Viele Metropolen beschränkten Benziner. Ladestationen würden ausgebaut. Chinesen seien offener für technische Innovationen, führen meist in der Stadt und weniger weite Strecken über Land. "Schon allein wegen China mussten deutsche Autobauer die E-Mobilität viel höher auf ihre Agenda setzen, weil der Druck enorm stark ist."
Bislang fahren schon mehr als vier Millionen elektrisch betriebene Fahrzeuge auf Chinas Straßen. Dieses Jahr sollen allein eine Million E-Autos verkauft werden. Der Absatz wächst deutlich schneller als bei Benzinern. "Der Anteil am Passagierwagenmarkt ist mit fünf bis sechs Prozent zwar noch vergleichsweise niedrig, aber bis 2025 sollen es 20 bis 25 Prozent E-Autos werden", sagte der Generalsekretär der Personenwagenvereinigung (CPCA), Cui Dongshu.

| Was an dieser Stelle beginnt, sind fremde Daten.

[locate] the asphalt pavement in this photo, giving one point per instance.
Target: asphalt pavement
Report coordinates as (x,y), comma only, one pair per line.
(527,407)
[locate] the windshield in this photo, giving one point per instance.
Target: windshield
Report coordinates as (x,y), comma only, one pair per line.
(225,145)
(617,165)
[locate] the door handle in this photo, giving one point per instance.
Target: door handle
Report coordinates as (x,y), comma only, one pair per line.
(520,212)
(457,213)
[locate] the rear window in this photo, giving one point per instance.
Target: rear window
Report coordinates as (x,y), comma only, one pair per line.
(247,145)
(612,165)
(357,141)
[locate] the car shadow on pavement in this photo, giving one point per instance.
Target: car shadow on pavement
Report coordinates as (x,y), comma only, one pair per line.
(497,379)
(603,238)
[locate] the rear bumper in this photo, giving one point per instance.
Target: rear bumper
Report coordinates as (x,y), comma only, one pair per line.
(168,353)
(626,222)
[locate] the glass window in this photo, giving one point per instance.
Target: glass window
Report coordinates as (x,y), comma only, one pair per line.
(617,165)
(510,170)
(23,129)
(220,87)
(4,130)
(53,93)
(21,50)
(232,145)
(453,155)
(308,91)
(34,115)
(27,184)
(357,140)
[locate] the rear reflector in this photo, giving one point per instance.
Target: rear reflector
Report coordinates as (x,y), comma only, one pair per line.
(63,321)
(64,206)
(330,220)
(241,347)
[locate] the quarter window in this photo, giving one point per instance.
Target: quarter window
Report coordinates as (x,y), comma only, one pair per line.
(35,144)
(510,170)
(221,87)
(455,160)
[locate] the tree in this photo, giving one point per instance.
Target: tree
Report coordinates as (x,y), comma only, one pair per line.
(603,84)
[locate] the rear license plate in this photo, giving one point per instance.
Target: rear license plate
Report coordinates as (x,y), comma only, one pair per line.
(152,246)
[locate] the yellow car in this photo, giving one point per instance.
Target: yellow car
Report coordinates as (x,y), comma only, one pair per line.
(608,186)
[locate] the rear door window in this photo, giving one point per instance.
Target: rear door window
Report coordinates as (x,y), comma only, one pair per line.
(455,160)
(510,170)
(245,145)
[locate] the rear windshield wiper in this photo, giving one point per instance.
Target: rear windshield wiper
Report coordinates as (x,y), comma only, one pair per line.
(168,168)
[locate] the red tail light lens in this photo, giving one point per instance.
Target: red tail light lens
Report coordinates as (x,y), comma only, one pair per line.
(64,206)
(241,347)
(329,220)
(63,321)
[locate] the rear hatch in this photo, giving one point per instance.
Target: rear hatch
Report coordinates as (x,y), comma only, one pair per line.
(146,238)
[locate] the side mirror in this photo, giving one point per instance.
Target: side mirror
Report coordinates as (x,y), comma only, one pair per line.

Dann dürften nach Schätzungen vier Millionen E-Autos pro Jahr verkauft werden.
Auto China 2020
BildergalerieBMW-China-Chef Jochen Goller ging auf dpa-Nachfrage auf die Warnungen ein, dass deutsche Autobauer nicht die richtigen Produkte für E-Mobilität hätten. "Bis heute mögen sie vielleicht recht gehabt haben", sagte Goller. Doch habe sich die Nachfrage erst entwickelt. "Zum ersten Mal sehen wir, dass es einen Markt gibt", sagte Goller, der von einem "großen Marktplatz" sprach. BMW biete deswegen jetzt auch jedes seiner neuen Modelle nicht nur als Benziner, sondern auch elektrisch an. In dieser Woche startet in China auch die Produktion des elektrischen Stadtgeländewagens iX3.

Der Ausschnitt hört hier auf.